Он протянул руку, и я пожал ее. Вэхгуш зарычал на меня.

* * *

Часы в столовой пробили семь тридцать, и еще через тридцать секунд позвонили.

– Это они, – сказал Брекинридж, вставая. Лицо у него напряглось, глаза стали жесткими.

– Может быть, мне открыть дверь, – сказал Кондон. Глаза у него были растерянными.

– Хорошая мысль, – сказал я.

Кондон двигался довольно быстро для своей массы и своего возраста, я пошел следом за ним, Брекинридж не отставал от меня. Пистолет девятого калибра у меня под мышкой составил нам компанию.

Словно бездарный актер в плохой пьесе, старый профессор распахнул дверь: на крыльце стояли еще двое участников нашей маленькой мелодрамы.

– Здорово, док, – сказал старший из мужчин. – Мы решили зайти и узнать, что нового в нашем деле.

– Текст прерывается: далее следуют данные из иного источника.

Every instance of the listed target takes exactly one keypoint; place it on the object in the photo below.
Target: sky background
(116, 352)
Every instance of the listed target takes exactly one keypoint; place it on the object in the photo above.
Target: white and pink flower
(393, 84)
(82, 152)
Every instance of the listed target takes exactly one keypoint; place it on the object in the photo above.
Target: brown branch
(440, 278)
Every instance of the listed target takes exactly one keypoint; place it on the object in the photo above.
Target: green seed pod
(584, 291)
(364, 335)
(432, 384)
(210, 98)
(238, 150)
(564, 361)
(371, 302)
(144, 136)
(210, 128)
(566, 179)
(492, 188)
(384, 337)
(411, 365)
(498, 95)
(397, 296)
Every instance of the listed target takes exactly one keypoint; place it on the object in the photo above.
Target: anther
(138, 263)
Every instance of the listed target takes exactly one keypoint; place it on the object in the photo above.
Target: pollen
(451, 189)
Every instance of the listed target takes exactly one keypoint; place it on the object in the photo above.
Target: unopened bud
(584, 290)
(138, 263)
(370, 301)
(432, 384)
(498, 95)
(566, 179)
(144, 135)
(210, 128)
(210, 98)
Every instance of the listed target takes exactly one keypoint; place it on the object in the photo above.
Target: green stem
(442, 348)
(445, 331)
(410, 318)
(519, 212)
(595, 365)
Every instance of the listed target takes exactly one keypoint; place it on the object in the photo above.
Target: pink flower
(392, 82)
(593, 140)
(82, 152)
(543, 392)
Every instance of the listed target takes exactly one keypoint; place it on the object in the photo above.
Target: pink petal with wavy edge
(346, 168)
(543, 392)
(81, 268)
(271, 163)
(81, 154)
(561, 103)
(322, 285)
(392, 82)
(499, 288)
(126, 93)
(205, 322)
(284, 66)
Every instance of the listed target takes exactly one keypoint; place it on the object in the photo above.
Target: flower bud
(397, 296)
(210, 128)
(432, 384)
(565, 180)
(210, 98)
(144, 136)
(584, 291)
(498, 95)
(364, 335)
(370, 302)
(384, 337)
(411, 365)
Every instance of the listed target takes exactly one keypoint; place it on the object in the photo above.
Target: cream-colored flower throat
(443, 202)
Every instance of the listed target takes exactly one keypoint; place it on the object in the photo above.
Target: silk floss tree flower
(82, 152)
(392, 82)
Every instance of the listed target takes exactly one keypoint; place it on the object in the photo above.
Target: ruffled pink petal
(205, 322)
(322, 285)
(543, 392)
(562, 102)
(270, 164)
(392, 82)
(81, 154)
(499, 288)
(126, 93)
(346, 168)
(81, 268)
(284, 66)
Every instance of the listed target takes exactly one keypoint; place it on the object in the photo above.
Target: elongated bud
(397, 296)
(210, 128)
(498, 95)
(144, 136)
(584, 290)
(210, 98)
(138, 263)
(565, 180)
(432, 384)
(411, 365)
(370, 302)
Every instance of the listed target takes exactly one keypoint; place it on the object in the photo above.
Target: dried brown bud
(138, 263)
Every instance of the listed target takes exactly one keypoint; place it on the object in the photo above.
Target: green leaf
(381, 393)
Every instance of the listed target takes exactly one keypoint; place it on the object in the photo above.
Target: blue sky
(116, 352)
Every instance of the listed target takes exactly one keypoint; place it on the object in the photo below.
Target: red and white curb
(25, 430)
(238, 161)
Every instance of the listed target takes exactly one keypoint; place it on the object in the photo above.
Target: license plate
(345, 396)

– Да, – сказал тот, что помладше и пониже. – Как дела?

Это были Макс Розенхайн, владелец ресторана, и Милтон Гаглио, торговец тканями и одеждой, приятели профессора.

– А, мои друзья! – воскликнул Кондон, вытянув руки. – Как я рад вас видеть! Прошу вас, входите.

Они вошли; лица их исказились нервными улыбками, когда они увидели меня. Я закрыл дверь, точнее захлопнул ее.

– Джентльмены, – сказал полковник Брекинридж, – мы благодарны вам за участие и интерес, которые вы проявляете к этому делу, но...

– Но убирайтесь отсюда ко всем чертям, – закончил я за него.

– Мистер Геллер! – сказал Кондон. – Я не допущу сквернословия и грубого поведения в своем доме!

– Да замолчите вы, – сказал я ему и обратился к тем двоим: – Вы тупицы, мы с минуты на минуту ожидаем известия от похитителей. Это для вас что, радио-шоу, что ли?

Мужчины проглотили слюну и обменялись смущенными взглядами.

Кондон злобно посмотрел на меня.

– В самом деле, детектив Геллер. Ваше поведение выходит из рамок допустимого.

В ответ я только пренебрежительно фыркнул. Потом сказал двум болванам-приятелям:

– Если похитители, как я подозреваю, наблюдают за этим домом, ожидая удобного момента, чтобы сделать свой ход, то вы, два дурака, отпугнули их.